The Archbishop of Sydney, Glenn Davies, today apologised to anyone distressed by a letter to Federal MPs from Sydney Anglican schools about religious freedom, saying the issue has led to hurt and pain.
In a statement, he said the “intent was to promote religious freedom for Anglican schools, but I realise that it had the unfortunate consequence of affecting many gay students and teachers in our schools, for which I am deeply sorry.”
The letter was widely criticised in the media and precipitated a social media firestorm. An outcry over the letter by former and current students of the 34 schools that put their names to the letter has caused deep distress to the signatories, with Barker College’s Head, Phillip Heath, even receiving hate mail over it. In his statement, Archbishop Davies acknowledged the unforeseen hurt that had been caused.
“Our schools are open to everyone, without discrimination, for parents who desire an education for their children in the Anglican tradition.” – Glenn Davies
“I have been told by the Heads of our schools of the distress the letter has caused. There were fears that gay students were going to be expelled or gay teachers sacked. This really saddens me. Our schools do not expel students or dismiss staff on the basis of their sexuality, nor have they ever wanted this right. All people are created in God’s image and valued in his sight, and in the sight of our schools. Our schools are open to everyone, without discrimination, for parents who desire an education for their children in the Anglican tradition.”
He commended the Heads, councils and staff of the 34 schools for the statements they have made and their caring responses.
“The Heads, councils and staff of our schools are committed to the welfare of students and have been tireless in addressing the concerns expressed by their school communities,” he said.

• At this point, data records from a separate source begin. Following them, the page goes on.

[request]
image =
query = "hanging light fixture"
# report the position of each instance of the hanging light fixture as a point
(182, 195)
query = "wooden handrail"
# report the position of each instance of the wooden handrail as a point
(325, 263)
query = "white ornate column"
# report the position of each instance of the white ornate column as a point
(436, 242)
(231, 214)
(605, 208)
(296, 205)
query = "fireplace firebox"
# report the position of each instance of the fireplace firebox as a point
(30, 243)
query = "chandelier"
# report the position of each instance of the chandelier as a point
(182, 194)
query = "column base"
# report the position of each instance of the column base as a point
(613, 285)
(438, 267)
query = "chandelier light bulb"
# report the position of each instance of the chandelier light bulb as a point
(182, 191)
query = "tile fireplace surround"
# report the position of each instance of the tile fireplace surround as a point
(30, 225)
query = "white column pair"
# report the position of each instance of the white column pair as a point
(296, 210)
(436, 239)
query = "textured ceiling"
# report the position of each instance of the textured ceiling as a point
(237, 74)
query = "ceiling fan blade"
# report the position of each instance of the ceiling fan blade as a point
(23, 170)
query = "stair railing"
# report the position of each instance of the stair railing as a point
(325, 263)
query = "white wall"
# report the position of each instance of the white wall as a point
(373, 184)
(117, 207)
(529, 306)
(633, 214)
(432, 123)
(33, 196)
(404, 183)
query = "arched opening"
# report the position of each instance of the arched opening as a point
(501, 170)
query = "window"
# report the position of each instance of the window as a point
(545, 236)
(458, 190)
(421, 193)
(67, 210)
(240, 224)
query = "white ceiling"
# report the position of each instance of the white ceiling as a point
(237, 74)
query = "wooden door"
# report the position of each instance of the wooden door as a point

“This past week has demonstrated it is untenable that religious freedoms be expressed as exemptions in discrimination acts. Some exemptions, such as those relating to sexuality, we do not use and have no wish to preserve. But the mere fact these remain on the statute books has alarmed people. Therefore, I have approached the government and the opposition for an immediate bipartisan approach which would remove these exemptions and create legislation which provides a positive protection for freedom of religion.”
“It was not intended as a message of discrimination or cruelty and I am truly distressed to see this impact.” – Phillip Heath
On Tuesday, Phillip Heath wrote a letter to the Barker school community, acknowledging the hurt caused by the letter, which he said was signed in response to a request from the Diocese of Sydney.
“The advice I received was that it would help support the parliamentary debate into religious freedom. It is now clear the letter has generated unintended hurt and division. It was not intended as a message of discrimination or cruelty and I am truly distressed to see this impact.”
He stressed that he was strongly advocating for the removal of “deeply troubling and completely outdated” exemptions in the Sex Discrimination Act 1984 that relate to LGBTQIA+ .
“I reiterate my position that the School strongly encourages inclusion and no student or member of staff of Barker College will ever be removed from our community on the grounds of their gender, their sexuality or their beliefs.”
Mr Heath sounded a hopeful note about moving the debate forward in the future to one that reflects the gospel of love and acceptance.
“While I cannot immediately repair the hurt caused by the letter, I believe the current situation creates the platform for a measured, respectful national discussion about what “freedom of religion” means.
“We cannot unwind the events of the past week. Over the coming days and weeks, my focus is on doing everything within my power to demonstrate that Barker is a place characterised by Jesus’ love, grace and compassion for all.”